"Who's there now?" cried the Consul-General.

It was his First Secretary. The Adviser to the Ministry of Justice had come to say that the Special Tribunal had been summoned and the Judges were waiting for further instructions.

"Tell them there will be no sitting to-night," said the Consul-General.

A little later there was yet another knock at the door. It was the Secretary again. The Adviser to the Ministry of the Interior had called him up on the telephone to say that, according to instructions, the gallows had been set up in the Square in front of the Governorat, and now he wished to know——

"Tell the men to take it down again at once, and don't come up again," said the Consul-General in a voice that was hoarse with wrath and thick with shame.
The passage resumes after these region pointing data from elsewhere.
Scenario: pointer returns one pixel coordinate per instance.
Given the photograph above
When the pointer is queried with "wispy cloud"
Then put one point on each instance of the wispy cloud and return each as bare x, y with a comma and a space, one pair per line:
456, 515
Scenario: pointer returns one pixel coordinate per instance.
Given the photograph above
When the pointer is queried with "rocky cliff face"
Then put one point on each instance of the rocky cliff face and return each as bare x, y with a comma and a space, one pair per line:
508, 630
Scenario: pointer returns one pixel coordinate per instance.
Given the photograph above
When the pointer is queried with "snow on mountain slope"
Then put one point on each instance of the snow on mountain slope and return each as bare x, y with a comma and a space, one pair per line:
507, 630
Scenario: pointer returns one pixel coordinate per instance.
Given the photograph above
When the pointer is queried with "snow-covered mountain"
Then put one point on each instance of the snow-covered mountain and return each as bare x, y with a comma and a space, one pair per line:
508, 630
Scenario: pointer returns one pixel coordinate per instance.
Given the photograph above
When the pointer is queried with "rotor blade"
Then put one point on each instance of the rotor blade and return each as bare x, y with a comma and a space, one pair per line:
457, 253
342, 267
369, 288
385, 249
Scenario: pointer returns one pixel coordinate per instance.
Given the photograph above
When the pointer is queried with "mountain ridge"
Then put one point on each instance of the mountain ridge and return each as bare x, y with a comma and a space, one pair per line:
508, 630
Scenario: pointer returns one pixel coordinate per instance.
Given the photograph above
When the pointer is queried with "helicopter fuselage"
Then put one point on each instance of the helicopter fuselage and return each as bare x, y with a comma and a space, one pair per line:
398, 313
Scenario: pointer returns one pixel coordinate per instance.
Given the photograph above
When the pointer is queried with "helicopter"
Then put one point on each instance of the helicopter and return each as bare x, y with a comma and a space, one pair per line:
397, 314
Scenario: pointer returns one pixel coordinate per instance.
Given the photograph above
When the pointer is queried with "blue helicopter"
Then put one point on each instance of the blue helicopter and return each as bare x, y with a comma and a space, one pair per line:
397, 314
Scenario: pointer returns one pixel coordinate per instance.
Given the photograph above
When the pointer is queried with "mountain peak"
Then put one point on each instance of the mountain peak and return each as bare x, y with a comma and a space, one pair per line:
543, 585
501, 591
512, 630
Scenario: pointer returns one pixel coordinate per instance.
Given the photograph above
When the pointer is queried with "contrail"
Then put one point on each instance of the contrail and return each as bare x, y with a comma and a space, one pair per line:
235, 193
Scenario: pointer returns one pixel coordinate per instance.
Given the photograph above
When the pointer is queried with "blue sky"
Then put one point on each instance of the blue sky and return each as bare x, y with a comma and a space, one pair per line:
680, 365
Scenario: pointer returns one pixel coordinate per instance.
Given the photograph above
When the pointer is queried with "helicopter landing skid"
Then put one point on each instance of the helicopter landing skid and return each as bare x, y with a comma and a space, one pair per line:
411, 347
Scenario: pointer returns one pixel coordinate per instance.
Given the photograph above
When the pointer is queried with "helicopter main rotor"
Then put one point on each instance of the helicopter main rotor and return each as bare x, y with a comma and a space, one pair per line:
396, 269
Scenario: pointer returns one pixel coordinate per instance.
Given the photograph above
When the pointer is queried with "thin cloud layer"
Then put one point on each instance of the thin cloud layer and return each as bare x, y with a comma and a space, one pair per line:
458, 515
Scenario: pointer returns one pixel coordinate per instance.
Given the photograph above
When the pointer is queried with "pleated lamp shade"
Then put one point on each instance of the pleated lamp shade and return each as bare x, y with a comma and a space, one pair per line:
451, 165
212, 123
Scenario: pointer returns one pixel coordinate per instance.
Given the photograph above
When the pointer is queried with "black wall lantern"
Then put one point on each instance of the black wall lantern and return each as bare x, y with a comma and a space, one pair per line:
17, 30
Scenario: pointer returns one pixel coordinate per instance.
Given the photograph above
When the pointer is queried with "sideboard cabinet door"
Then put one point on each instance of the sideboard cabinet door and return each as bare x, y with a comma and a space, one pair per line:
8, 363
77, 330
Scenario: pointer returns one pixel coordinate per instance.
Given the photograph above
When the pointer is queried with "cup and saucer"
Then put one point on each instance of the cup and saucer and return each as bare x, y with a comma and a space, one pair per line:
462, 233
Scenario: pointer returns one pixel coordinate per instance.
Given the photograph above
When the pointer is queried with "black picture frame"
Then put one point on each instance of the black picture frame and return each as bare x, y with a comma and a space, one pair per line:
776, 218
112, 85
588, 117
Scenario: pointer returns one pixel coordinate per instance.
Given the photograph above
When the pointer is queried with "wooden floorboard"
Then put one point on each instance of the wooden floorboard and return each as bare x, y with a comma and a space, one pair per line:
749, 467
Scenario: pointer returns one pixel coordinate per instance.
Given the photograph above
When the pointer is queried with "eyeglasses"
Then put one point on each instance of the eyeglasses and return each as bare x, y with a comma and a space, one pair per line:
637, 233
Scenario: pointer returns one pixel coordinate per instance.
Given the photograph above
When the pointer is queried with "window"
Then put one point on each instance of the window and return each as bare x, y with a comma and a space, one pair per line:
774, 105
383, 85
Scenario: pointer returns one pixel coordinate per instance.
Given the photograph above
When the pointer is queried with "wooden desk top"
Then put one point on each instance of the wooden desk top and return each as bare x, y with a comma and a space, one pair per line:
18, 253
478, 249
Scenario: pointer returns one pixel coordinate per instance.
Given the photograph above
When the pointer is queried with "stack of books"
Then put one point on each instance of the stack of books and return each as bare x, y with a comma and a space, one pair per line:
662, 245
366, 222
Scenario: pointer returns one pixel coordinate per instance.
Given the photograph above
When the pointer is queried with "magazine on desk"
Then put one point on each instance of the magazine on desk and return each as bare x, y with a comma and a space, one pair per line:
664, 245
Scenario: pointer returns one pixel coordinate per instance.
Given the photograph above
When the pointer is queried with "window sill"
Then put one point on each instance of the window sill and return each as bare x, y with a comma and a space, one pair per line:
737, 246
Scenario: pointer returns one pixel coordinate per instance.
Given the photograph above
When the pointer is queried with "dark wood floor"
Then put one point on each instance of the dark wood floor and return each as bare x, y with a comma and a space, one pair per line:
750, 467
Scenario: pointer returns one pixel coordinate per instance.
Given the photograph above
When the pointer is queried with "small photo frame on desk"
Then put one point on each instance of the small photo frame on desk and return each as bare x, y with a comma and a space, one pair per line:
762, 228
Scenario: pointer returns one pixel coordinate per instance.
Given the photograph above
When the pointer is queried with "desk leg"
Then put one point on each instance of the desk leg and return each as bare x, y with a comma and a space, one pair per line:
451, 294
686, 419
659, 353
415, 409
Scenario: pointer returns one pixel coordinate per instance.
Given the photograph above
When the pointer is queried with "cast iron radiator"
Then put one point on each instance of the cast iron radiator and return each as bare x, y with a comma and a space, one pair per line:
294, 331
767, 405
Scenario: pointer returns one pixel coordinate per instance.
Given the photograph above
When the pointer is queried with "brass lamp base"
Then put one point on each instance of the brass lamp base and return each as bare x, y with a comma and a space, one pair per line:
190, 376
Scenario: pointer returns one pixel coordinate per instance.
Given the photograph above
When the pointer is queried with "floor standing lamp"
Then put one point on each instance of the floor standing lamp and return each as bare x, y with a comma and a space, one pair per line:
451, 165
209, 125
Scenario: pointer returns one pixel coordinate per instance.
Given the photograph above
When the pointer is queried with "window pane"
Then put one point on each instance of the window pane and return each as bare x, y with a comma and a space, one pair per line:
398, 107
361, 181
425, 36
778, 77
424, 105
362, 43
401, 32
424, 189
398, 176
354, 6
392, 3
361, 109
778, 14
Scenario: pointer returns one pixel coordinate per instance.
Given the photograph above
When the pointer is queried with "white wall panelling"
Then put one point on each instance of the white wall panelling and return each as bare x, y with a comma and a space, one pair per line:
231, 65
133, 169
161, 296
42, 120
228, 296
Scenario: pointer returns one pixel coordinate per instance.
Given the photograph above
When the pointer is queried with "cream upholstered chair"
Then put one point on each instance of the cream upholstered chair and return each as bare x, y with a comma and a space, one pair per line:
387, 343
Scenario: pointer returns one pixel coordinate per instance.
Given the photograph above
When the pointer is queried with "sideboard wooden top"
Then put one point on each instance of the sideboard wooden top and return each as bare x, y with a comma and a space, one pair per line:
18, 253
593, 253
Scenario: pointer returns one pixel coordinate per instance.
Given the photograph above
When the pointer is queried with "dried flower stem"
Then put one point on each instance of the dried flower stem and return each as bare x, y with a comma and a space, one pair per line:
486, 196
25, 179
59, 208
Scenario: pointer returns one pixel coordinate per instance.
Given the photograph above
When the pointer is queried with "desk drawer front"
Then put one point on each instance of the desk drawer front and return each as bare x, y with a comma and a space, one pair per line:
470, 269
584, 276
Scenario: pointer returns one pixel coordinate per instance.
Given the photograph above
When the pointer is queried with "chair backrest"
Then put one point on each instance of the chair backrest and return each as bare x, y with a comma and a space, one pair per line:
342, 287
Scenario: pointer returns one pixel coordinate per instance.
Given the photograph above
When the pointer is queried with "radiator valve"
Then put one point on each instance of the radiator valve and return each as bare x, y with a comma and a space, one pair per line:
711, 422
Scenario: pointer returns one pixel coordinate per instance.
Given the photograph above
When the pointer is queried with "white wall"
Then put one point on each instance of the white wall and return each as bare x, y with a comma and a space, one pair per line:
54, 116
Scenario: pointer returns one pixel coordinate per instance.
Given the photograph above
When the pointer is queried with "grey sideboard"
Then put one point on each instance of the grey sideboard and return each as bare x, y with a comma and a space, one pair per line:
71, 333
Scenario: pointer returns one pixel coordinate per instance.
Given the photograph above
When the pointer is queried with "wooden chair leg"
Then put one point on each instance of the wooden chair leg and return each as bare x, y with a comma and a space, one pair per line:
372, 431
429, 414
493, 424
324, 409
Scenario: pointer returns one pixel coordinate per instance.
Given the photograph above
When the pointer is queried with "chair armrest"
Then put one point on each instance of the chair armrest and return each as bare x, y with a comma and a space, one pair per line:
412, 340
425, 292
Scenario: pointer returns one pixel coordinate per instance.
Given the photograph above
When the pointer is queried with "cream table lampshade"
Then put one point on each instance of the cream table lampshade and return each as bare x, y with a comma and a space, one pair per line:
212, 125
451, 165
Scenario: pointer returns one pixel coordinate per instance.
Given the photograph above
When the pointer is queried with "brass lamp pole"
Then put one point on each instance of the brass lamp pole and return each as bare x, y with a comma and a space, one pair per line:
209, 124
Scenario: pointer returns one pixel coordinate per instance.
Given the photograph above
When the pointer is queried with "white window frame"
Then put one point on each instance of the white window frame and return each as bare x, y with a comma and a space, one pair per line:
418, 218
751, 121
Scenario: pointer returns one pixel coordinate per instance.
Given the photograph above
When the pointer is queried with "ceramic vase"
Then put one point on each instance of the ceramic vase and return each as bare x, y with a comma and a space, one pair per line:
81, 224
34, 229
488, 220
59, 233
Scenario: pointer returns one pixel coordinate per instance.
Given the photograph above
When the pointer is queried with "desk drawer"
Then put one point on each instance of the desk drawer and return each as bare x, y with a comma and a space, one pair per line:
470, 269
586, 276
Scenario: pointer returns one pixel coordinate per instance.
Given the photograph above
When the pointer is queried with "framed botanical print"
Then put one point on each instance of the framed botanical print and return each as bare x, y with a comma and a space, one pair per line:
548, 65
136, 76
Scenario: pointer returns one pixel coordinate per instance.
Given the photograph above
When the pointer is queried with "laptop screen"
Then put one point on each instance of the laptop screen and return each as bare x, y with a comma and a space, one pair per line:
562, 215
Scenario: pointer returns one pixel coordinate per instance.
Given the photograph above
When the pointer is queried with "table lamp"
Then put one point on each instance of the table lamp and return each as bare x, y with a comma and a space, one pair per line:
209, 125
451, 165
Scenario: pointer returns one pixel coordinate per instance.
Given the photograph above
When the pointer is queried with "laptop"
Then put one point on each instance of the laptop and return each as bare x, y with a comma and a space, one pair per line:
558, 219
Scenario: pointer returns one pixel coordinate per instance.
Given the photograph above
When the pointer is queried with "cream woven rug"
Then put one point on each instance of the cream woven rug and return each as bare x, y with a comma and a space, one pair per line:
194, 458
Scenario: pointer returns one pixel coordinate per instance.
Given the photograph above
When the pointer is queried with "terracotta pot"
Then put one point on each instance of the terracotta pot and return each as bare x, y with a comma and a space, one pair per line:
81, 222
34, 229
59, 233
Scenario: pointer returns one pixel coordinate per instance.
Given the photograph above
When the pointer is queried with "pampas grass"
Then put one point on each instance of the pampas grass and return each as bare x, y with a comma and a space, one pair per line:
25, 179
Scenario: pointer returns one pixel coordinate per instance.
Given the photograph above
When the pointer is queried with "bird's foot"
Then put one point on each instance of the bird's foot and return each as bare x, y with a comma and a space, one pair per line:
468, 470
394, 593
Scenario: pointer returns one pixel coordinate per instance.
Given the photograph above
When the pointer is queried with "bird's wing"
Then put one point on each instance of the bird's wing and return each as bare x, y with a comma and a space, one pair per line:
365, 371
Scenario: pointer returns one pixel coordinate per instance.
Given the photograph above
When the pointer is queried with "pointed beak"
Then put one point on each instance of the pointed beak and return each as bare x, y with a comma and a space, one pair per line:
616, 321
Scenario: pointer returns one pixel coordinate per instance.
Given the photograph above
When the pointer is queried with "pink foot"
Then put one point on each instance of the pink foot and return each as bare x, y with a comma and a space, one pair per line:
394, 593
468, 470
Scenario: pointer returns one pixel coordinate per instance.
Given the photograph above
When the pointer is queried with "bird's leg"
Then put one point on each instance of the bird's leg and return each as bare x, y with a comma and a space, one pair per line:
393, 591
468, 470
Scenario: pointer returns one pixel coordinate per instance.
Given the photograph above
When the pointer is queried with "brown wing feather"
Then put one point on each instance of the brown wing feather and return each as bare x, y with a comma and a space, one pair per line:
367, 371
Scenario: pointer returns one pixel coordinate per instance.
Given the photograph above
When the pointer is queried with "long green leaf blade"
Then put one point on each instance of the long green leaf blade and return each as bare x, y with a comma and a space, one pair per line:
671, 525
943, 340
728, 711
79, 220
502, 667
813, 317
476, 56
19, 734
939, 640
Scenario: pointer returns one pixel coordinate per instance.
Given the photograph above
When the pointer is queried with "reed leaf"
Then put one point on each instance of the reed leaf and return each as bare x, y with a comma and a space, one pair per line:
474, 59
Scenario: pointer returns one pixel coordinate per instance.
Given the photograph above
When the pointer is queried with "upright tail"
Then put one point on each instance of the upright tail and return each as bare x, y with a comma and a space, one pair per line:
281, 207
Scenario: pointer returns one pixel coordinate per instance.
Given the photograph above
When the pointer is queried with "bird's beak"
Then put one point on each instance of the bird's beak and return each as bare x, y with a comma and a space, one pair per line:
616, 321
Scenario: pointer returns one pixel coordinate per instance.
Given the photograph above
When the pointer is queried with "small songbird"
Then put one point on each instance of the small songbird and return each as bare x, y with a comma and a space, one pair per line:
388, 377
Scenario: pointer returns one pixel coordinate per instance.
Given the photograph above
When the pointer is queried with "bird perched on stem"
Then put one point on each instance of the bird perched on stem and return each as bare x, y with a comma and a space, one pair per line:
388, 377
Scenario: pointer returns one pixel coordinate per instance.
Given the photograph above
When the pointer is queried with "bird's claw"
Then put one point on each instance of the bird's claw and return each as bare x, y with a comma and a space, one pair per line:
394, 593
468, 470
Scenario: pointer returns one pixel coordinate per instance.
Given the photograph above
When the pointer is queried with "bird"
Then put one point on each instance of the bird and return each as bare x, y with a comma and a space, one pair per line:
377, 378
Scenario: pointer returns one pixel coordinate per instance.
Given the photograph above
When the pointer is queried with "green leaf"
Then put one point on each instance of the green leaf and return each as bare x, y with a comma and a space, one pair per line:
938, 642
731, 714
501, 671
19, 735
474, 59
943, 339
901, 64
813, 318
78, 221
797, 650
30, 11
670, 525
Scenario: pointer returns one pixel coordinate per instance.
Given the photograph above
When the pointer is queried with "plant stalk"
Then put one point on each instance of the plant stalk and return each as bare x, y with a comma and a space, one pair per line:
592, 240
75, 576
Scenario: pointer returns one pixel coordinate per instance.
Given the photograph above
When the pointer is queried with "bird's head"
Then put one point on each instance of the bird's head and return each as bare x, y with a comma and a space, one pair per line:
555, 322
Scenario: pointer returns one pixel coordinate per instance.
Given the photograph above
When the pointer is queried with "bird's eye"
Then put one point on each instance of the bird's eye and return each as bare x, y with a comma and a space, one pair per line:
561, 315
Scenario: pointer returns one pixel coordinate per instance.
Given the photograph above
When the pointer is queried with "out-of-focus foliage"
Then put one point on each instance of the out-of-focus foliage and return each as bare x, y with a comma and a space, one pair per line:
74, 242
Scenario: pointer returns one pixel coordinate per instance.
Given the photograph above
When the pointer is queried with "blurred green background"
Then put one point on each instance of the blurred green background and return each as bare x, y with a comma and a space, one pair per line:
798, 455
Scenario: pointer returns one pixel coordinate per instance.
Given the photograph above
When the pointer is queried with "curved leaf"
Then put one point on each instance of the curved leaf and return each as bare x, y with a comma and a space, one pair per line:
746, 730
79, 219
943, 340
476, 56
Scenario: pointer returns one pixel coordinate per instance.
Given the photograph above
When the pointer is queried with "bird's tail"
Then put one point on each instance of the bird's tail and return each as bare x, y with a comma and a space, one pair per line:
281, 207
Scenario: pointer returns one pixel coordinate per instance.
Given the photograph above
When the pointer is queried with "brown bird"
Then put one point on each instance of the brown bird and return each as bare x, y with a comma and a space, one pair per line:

These interruptions had been like visitations of the spirits of the dead to a tormented murderer, and it was some time before the Consul-General could bring his mind back to the mystery before him. When he was able to do so he asked himself how it had come to pass that if Gordon had been in Khartoum, and if he had been duped into taking Ishmael's place, Helena had not informed him of the change? Where had she been? Where was she now? What had become of her? Could it be possible that she, too, by her love for Gordon, had been won over to the side of his enemies?

Thinking of that as a possible explanation of the devilish tangle of circumstance by which he was surrounded, the Consul-General's wrath against Gordon rose to a frenzy of madness. Fierce and wild imprecations broke from his mouth, such as had never passed his lips before, and then, suddenly remembering that they were directed against his own flesh and blood, his own son, he cried, in the midst of his fury and passion—

"No, no! God forgive me! Not that!"

Ibrahim knocked at the door again. The Grand Cadi had come, and begged the inestimable privilege of approaching his Excellency's honourable person.

"Say I can't see him," said the Consul-General, and then sitting down on a sofa in an alcove of the room he tried his best to compose himself.